There is any number of reasons CES in Las Vegas is renowned as the world’s biggest launchpad for new gadgets. Previously known as the Consumer Electronics Show, it has for 52 years been the showcase for technology products that are about to be unleashed on the market. In recent years, it has also become the prime location for unveiling new automotive technology, as vehicle manufacturers have woken up to the high profile the show gives to high-tech. It is no surprise then, that a car made the biggest impact of all the launches at CES this year.

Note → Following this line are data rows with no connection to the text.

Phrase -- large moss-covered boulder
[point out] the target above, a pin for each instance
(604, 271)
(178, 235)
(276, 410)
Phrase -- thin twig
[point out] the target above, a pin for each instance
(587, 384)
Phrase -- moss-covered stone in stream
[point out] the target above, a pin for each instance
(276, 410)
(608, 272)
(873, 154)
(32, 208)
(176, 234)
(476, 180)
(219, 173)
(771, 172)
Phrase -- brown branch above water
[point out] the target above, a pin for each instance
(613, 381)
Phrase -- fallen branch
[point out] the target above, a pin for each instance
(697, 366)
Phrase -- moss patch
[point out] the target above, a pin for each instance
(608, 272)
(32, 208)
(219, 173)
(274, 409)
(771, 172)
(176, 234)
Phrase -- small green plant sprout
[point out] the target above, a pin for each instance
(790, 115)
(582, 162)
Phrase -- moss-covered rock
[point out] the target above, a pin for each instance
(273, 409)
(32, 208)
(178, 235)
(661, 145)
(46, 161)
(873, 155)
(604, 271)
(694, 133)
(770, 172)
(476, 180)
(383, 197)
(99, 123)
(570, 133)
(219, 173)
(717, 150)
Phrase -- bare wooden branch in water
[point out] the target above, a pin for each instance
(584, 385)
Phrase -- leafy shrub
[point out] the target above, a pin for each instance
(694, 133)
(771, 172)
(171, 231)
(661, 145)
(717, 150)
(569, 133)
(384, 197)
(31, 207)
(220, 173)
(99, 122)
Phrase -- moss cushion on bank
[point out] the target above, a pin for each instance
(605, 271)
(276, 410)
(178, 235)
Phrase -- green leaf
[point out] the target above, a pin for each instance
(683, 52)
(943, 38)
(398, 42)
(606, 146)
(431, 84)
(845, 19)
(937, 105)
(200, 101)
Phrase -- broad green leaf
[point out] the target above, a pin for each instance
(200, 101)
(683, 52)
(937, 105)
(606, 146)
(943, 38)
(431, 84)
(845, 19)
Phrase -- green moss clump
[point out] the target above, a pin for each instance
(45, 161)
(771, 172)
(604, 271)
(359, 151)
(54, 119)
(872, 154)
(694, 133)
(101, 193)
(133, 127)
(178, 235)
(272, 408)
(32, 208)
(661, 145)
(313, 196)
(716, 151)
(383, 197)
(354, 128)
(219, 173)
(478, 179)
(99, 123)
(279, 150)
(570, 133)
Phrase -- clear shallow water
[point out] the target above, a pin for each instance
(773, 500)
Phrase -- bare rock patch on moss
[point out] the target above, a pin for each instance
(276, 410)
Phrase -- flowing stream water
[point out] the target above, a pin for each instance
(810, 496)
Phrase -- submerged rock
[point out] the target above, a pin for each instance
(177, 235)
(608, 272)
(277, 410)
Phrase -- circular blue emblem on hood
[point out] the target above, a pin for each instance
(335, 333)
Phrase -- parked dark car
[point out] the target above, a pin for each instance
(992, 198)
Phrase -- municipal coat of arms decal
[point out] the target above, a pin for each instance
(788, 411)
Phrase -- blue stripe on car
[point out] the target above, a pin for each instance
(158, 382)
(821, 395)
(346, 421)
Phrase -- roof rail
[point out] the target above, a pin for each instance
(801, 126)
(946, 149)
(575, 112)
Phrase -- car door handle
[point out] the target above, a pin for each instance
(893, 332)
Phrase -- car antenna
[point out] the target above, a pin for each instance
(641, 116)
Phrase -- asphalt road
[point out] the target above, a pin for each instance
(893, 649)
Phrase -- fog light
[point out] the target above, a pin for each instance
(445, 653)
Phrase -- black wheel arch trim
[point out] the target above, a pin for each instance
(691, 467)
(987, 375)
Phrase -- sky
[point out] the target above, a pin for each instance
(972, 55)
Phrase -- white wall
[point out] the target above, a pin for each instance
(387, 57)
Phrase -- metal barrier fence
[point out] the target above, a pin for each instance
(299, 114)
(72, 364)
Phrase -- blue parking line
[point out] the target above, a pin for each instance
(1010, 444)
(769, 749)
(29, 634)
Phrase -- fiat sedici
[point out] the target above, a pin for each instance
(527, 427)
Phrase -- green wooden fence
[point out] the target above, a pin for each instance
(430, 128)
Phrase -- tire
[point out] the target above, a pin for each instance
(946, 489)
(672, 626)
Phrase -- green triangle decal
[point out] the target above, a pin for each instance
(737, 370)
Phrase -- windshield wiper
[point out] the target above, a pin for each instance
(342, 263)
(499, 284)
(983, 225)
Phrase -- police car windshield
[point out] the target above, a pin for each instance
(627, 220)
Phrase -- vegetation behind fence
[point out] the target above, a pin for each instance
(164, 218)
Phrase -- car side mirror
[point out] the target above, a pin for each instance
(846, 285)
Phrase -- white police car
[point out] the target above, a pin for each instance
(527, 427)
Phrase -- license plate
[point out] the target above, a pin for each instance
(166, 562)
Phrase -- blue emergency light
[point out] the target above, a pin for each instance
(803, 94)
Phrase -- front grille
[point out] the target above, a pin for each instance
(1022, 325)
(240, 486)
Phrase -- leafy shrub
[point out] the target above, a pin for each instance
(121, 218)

This is our pick of the top 6 launches at last week’s CES:
Transport: Hyundai Personal Air Vehicle
The Personal Air Vehicle (PAV) model S-A1, which looks like the offspring of a marriage between a drone and a light aircraft, is in fact a flying car. It was developed by Hyundai Motor Company and Uber Elevate, a division of the Uber ride-sharing company developing shared air transportation. The PAV is a 4-passenger electric vehicle designed to take off and land vertically, and cruise at up to 290 km/h, 600 metres above ground, with a 100km range. Initially, it will have a pilot, but will eventually be autonomous. Elevate is collaborating with seven aircraft manufacturers, with Hyundai the first automotive company to join the initiative. It is scheduled for takeoff in 2023, which means it is a rare example of a concept vehicle launched at CES that has a real-world launch date in mind.
TV: Samsung Sero TV
LG stole the show with a roll-down TV that hides in the ceiling when not in use, a follow-up to its roll-up TV from CES 2019. But with the latter expected to cost $60,000, one can’t call it a consumer favourite. There is no pricing available yet for Samsung’s answer, the Sero, but it certainly has the consumer in mind. It is described as a “versatile lifestyle TV”, and can be flipped 90 degrees to allow viewers to watch content created in vertical formats. TikTok or Snapchat, anyone?
Robotics: Sarcos Guardian XO
Robots were big at CES this year, but most were designed as cute companions or to spare us from routine tasks like feeding pets. Big deal! The real big deal in robots was truly big, but the Guardian XO is not exactly a machine to be controlled from a distance. Instead, it is a robot one can wear. It is a battery-powered, full-body “exoskeleton”, designed to boost human performance and help prevent injury while lifting heavy objects. By bearing the weight of the suit and the payload, the exoskeleton can enable an employee to lift up to 90kg repeatedly for up to eight hours at a time without strain or fatigue. The first likely customer? Not the military, but Delta Air Lines – which is exploring the technology for its employees.